Purpose: Many artificial intelligence (AI) systems have historically been validated in Europe, which has a less racially diverse population than the United States. For this study, we evaluate the performance of an AI system on screening mammograms performed in a racially diverse patient population in New Jersey.
Materials and Methods: This retrospective study included 28,278 DBT screening exams and their diagnostic workups, collected from February to July 2022 from outpatient imaging centers within a private practice. The screening exams (Hologic) were evaluated by MQSA radiologists.. BIRADS 0 cases were recalled for additional evaluation and potential biopsy. All DBT screening exams were analyzed by an AI system (Transpara 1.7.1, ScreenPoint Medical), which assigned an exam score between 1-10 indicating an increasing likelihood of malignancy. The performance of the AI system was evaluated, overall and for each individual racial group.
Results: Out of 28,278 screening exams, 4,170 exams were labeled BIRADS 0, resulting in a recall rate of 14.8%. Of patients recalled, 3,531 returned to our facilities for diagnostic imaging. There were 581 diagnostic exams labeled BIRADS 4-5 and recommended for biopsy. Biopsy results were available for 331 cases at the time of analysis, revealing 70 cancers. Of the patients whose studies were labeled BIRADS 0 (4,170), 2,211 (53.0%) were white, 743 (17.8%) were Asian, 682 (16.4%) were African American, 439 (10.5%) were Hispanic, and 89 (2.1%) were of another race. For 6 patients (0.1%), race was not available.

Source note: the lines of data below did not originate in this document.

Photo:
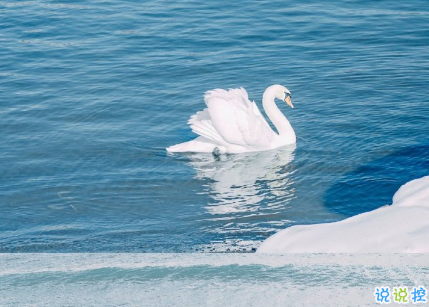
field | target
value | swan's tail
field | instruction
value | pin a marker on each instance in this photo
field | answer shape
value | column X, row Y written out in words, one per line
column 200, row 144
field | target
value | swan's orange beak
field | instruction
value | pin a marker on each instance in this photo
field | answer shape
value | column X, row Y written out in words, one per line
column 289, row 101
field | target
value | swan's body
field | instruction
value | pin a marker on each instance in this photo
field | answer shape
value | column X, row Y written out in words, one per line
column 232, row 123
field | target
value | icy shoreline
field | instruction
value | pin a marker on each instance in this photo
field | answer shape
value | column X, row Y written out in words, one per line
column 402, row 227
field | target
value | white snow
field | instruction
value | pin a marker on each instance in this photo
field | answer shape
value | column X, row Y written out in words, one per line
column 402, row 227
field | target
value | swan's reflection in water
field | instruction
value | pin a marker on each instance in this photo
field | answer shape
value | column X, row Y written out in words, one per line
column 249, row 192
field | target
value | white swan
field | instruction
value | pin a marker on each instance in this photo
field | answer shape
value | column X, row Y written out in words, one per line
column 232, row 123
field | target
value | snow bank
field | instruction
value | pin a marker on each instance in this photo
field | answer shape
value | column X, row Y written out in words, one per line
column 402, row 227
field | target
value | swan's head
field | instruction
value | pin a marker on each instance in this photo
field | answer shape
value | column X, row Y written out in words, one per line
column 282, row 93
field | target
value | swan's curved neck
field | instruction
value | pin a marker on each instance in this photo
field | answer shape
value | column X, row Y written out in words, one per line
column 280, row 121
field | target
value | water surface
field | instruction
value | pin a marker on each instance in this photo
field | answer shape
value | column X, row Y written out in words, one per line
column 92, row 93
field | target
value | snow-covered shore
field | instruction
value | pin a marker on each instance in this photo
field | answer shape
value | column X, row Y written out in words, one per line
column 402, row 227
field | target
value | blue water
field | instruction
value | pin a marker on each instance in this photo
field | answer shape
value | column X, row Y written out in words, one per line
column 91, row 93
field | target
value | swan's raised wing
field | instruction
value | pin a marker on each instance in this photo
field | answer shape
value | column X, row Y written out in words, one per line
column 231, row 118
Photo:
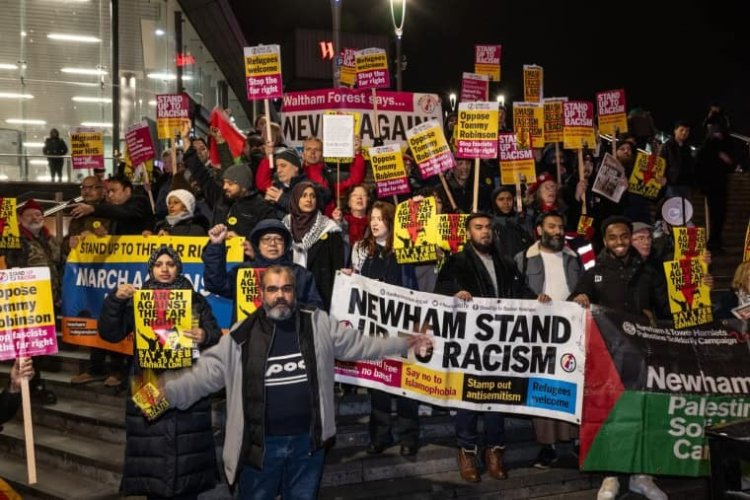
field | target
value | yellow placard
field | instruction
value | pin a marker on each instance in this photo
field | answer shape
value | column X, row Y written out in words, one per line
column 10, row 233
column 533, row 83
column 647, row 173
column 689, row 242
column 528, row 120
column 161, row 318
column 248, row 291
column 415, row 235
column 689, row 296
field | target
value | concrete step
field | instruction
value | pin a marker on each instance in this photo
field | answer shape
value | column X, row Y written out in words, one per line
column 73, row 453
column 53, row 483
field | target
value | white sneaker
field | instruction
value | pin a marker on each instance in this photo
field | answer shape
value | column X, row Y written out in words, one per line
column 609, row 489
column 644, row 485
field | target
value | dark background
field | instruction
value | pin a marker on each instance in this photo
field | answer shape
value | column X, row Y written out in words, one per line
column 674, row 62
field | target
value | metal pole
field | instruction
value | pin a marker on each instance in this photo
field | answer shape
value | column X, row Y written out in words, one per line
column 115, row 43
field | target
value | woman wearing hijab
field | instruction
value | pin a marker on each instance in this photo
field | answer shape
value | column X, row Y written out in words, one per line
column 373, row 258
column 180, row 219
column 173, row 456
column 317, row 242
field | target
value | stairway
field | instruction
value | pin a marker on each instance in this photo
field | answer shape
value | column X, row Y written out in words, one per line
column 80, row 449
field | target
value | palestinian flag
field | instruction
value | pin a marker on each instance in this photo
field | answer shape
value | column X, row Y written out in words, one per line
column 651, row 391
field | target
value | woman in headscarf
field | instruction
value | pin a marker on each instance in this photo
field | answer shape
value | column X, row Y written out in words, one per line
column 180, row 219
column 373, row 258
column 317, row 241
column 173, row 456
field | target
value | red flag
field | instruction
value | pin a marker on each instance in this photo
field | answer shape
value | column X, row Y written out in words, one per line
column 235, row 139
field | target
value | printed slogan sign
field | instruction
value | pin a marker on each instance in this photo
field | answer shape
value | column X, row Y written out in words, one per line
column 372, row 68
column 647, row 172
column 612, row 113
column 248, row 291
column 161, row 319
column 10, row 234
column 430, row 149
column 27, row 315
column 86, row 147
column 511, row 356
column 263, row 72
column 389, row 171
column 476, row 130
column 578, row 125
column 415, row 235
column 487, row 61
column 172, row 110
column 650, row 392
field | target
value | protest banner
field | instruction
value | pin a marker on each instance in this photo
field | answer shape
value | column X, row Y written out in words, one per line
column 689, row 296
column 96, row 266
column 372, row 68
column 10, row 232
column 578, row 125
column 610, row 179
column 533, row 83
column 476, row 130
column 487, row 61
column 646, row 175
column 515, row 163
column 172, row 111
column 452, row 232
column 650, row 392
column 302, row 112
column 263, row 72
column 528, row 122
column 512, row 356
column 612, row 112
column 27, row 329
column 474, row 87
column 689, row 242
column 415, row 231
column 248, row 298
column 348, row 72
column 389, row 171
column 139, row 143
column 161, row 318
column 86, row 147
column 554, row 119
column 430, row 149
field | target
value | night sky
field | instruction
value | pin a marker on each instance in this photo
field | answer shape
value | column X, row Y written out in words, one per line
column 674, row 62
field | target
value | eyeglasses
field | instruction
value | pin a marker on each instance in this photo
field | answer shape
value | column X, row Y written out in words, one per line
column 272, row 240
column 276, row 289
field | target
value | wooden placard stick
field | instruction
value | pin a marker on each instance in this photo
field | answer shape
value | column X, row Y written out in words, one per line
column 28, row 431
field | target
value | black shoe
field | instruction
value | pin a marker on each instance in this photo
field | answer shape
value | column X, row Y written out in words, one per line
column 547, row 456
column 408, row 451
column 375, row 449
column 42, row 396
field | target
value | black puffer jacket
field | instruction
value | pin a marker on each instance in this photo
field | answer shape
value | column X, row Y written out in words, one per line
column 174, row 455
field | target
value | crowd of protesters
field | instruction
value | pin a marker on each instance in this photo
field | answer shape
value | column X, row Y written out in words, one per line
column 306, row 223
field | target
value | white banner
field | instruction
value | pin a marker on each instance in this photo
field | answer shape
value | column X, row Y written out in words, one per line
column 504, row 355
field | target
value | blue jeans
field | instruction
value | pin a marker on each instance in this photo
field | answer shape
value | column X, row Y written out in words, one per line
column 289, row 468
column 468, row 435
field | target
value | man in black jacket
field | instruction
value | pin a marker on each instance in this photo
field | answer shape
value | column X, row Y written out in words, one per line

Including all races, AI identified 59/70 cancers (84%) with an exam score of 10 and 65/70 cancers (93%) with an exam score 8-10. In white women, AI identified 37/45 (82%) cancers with a score of 10 and 42/45 (93%) of cancers with a score 8-10. In Asian women, AI identified 9/11 (82%) cancers with a score of 10 and 10/11 (91%) with a score 8-10. In African American women, AI identified 8/9 (89%) cancers with a score of 10 and 8/9 (89%) with a score 8-10. In Hispanic women, AI identified 5/5 (100%) cancers with a score of 10. There were no cancers detected in the women who identified as another race or for whom race was not available.
Conclusion: AI score 8-10 has a strong predictive value for cancer. The system performs similarly well across all racial groups.
Clinical Relevance Statement: The results of our study suggest that the AI system we evaluated could serve as a helpful tool to indicate the likeliness of cancer in a racially diverse screening population.